심층 네트워크의 성공적인 훈련에는 수천 개의 주석이 달린 훈련 샘플이 필요하다는 데 큰 동의가 있다. 본 논문에서는 주석이 달린 사용 가능한 샘플을 보다 효율적으로 사용하기 위해 데이터 확장의 강력한 사용에 의존하는 네트워크 및 훈련 전략을 제시한다. 아키텍처는 컨텍스트를 캡처하기 위한 수축 경로와 정확한 현지화를 가능하게 하는 대칭 확장 경로로 구성된다. 우리는 그러한 네트워크가 극소수의 이미지에서 종단 간으로 훈련될 수 있으며 전자 현미경 스택에서 신경 구조의 분할을 위한 ISBI 과제에서 이전의 최선의 방법(슬라이딩 윈도우 컨볼루션 네트워크)을 능가한다는 것을 보여준다. 전송된 광 현미경 이미지(위상 대비 및 DIC)에 대해 훈련된 동일한 네트워크를 사용하여 이러한 범주에서 ISBI 세포 추적 챌린지 2015에서 큰 차이로 우승했다. 게다가, 네트워크는 빠르다. 최근 GPU에서 512x480 이미지를 분할하는 데 1초도 걸리지 않는다. 전체 구현(Caffe 기반)과 훈련된 네트워크는 http://lmb.informatik.uni-freiburg.de/people/ronneber/u-net))에서 사용할 수 있다.

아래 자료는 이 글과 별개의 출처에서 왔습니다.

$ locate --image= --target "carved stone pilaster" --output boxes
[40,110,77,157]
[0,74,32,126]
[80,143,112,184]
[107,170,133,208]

$1\;\mathbf{Introduction}$

In the last two years, deep convolutional networks have outperformed the state of the art in many visual recognition tasks, e.g. [7,3]. While convolutional networks have already existed for a long time [8], their success was limited due to the size of the available training sets and the size of the considered networks. The breakthrough by Krizhevsky et al. [7] was due to supervised training of a large network with 8 layers and millions of parameters on the ImageNet dataset with 1 million training images. Since then, even larger and deeper networks have been trained [12].

지난 2년 동안, 심층 컨볼루션 네트워크는 많은 시각적 인식 과제(예: [7,3])에서 최첨단 기술을 능가했다. 컨볼루션 네트워크는 이미 오랫동안 존재했지만[8] 사용 가능한 훈련 세트의 크기와 고려된 네트워크의 크기 때문에 성공이 제한되었다. Krizhevsky et al.의 돌파구. [7] 100만 개의 교육 이미지가 있는 ImageNet 데이터 세트에서 8개 계층과 수백만 개의 매개 변수가 있는 대규모 네트워크의 감독된 교육 때문이었다. 그 이후로, 더 크고 더 깊은 네트워크가 훈련되었다[12].

The typical use of convolutional networks is on classification tasks, where the output to an image is a single class label. However, in many visual tasks, especially in biomedical image processing, the desired output should include localization, i.e., a class label is supposed to be assigned to each pixel. Moreover, thousands of training images are usually beyond reach in biomedical tasks. Hence, Ciresan et al. [1] trained a network in a sliding-window setup to predict the class label of each pixel by providing a local region (patch) around that pixel as input. First, this network can localize. Secondly, the training data in terms of patches is much larger than the number of training images. The resulting network won the EM segmentation challenge at ISBI 2012 by a large margin.

컨볼루션 네트워크의 일반적인 사용은 이미지에 대한 출력이 단일 클래스 레이블인 분류 작업에 있다. 그러나 많은 시각적 작업, 특히 생물의학 이미지 처리에서 원하는 출력에는 지역화가 포함되어야 한다. 즉, 클래스 레이블이 각 픽셀에 할당되어야 한다. 더욱이 수천 개의 훈련 이미지는 보통 생물의학 작업에서 도달할 수 없다. 따라서, Ciresan 외 [1] 슬라이딩 픽셀 설정에서 네트워크를 훈련시켜 해당 픽셀 주변의 로컬 영역(픽셀)을 입력으로 제공하여 각 픽셀의 클래스 레이블을 예측한다. 첫째, 이 네트워크는 지역화할 수 있습니다. 둘째, 패치 측면에서 훈련 데이터는 훈련 이미지 수보다 훨씬 크다. 그 결과 네트워크는 ISBI 2012에서 EM 세분화 과제를 큰 차이로 이겼다.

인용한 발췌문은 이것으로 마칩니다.